Pristine 1993 Toyota Supra Turbo Sells for $122,500 at RM Sotheby's Amelia Island Auction
Believe it or not, that means the six-figure Supra market is finally cooling off.
Try to divorce yourself from the twenty-five year nostalgia cycle that currently has us all reliving the 1990s and distill this to a single question: If someone back then had told you that this weird Toyota would be worth over $120,000 one day in the not too distant future, would you have believed them? Probably not—so don't beat yourself up over missing the chance to hoard a few A80s and cash in like the owner of this 10K-mile 1993 Toyota Supra that just sold for $122,500 at RM Sotheby's Amelia Island auction in Florida.

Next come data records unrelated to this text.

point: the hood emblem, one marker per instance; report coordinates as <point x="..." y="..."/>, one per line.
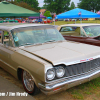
<point x="86" y="60"/>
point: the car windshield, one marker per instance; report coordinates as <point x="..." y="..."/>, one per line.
<point x="35" y="35"/>
<point x="92" y="31"/>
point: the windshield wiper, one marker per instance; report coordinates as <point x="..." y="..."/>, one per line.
<point x="49" y="41"/>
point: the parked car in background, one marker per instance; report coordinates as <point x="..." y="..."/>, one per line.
<point x="38" y="55"/>
<point x="84" y="33"/>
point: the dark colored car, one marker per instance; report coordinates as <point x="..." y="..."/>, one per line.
<point x="84" y="33"/>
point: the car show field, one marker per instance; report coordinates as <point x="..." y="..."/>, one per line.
<point x="86" y="91"/>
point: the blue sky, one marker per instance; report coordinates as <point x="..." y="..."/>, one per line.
<point x="41" y="2"/>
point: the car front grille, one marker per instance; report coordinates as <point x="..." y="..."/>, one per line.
<point x="82" y="68"/>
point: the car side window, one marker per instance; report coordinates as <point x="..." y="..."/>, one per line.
<point x="6" y="39"/>
<point x="65" y="29"/>
<point x="0" y="35"/>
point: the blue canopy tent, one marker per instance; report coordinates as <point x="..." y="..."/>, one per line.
<point x="77" y="13"/>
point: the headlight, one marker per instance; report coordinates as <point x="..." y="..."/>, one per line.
<point x="50" y="74"/>
<point x="60" y="71"/>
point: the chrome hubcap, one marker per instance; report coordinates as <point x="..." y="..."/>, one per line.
<point x="28" y="81"/>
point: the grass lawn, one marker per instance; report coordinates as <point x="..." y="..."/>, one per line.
<point x="73" y="22"/>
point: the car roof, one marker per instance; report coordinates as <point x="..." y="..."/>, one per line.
<point x="81" y="24"/>
<point x="10" y="26"/>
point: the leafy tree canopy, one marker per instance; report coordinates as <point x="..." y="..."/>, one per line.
<point x="24" y="5"/>
<point x="57" y="6"/>
<point x="47" y="14"/>
<point x="72" y="6"/>
<point x="89" y="5"/>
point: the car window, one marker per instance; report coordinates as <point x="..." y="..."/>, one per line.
<point x="92" y="30"/>
<point x="37" y="35"/>
<point x="82" y="33"/>
<point x="6" y="39"/>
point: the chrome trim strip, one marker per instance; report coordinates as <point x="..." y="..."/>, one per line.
<point x="8" y="65"/>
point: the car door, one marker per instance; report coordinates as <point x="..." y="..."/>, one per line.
<point x="6" y="50"/>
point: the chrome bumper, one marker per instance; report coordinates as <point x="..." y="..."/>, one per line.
<point x="64" y="84"/>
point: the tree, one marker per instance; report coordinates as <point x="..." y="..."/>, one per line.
<point x="57" y="6"/>
<point x="33" y="3"/>
<point x="72" y="6"/>
<point x="47" y="14"/>
<point x="89" y="5"/>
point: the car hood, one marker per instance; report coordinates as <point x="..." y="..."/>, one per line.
<point x="63" y="52"/>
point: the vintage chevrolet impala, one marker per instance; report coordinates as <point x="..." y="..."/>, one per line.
<point x="38" y="55"/>
<point x="84" y="33"/>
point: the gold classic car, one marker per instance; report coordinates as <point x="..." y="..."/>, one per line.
<point x="38" y="55"/>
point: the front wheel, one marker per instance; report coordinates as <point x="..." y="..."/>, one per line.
<point x="28" y="83"/>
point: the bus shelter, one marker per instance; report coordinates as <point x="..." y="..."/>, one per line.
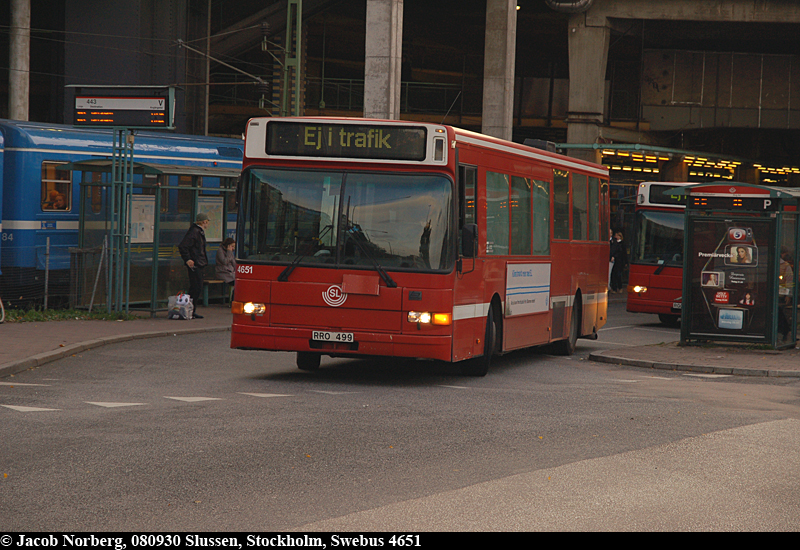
<point x="740" y="264"/>
<point x="163" y="203"/>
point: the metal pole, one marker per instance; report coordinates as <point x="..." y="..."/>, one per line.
<point x="99" y="269"/>
<point x="46" y="271"/>
<point x="208" y="65"/>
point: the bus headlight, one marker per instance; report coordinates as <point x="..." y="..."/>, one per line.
<point x="426" y="318"/>
<point x="251" y="308"/>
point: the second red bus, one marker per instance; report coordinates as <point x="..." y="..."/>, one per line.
<point x="655" y="279"/>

That's an eyebrow-raising figure, no doubt. And yet it also represents a slight cooling of the insane auction house market the A80 Supra has enjoyed over the last few years. A similar 1994 model with almost identical miles went for over $173,000 at Amelia Island last March, the main difference being a tan interior on that car. Worth the premium, in my opinion. A run-up of low-$100K auction results preceding that sale made it seem like the Supra was destined for truly unobtainable territory, but now the flirtation with $200K is looking more like an outlier.
So it'll settle for merely unobtainable, then. For $122,500, the unnamed buyer of this model got a launch-year 1993 Supra with a six-speed manual transmission, the preferred twin-turbo 2JZ-GTE inline six with its hearty cast iron block, and the targa roof. The one-owner car reportedly spent its entire life in the mostly-dry climes of Colorado and remains in impeccable shape inside and out, somehow covering only 9,897 miles since new with nary a single modification.
This generation of the Supra is now prized as a temple of modern analog performance for its engaging handling and uncomplicated manners, and we can only hope this one doesn't spend the rest of its live in a plastic bubble.
There is a bit of angst watching all this, because that sum still makes it one of those cars that's been beamed out of Craigslist and Facebook ads to live in the collector marketplace, and there's no bringing it back down to Earth. Like any collector car, Toyota's iconic sports coupe was pulled into that realm by cultural forces that are more complex than can be distilled in a single story. But an undeniably large part of it is the Supra's image as a representation of everything people love and miss about the 1990s. The fourth generation arrived at a moment where everything—the business structures, the corporate will, the technology, the consumer demands—were geared towards building this kind of purist machine.
But it's impossible to recreate that primordial soup, which is why it's less likely that you'll see the 2020 Toyota Supra pulling six figures at auction in 2045. The A80 Supra is the real deal, and it'll hold its market value accordingly.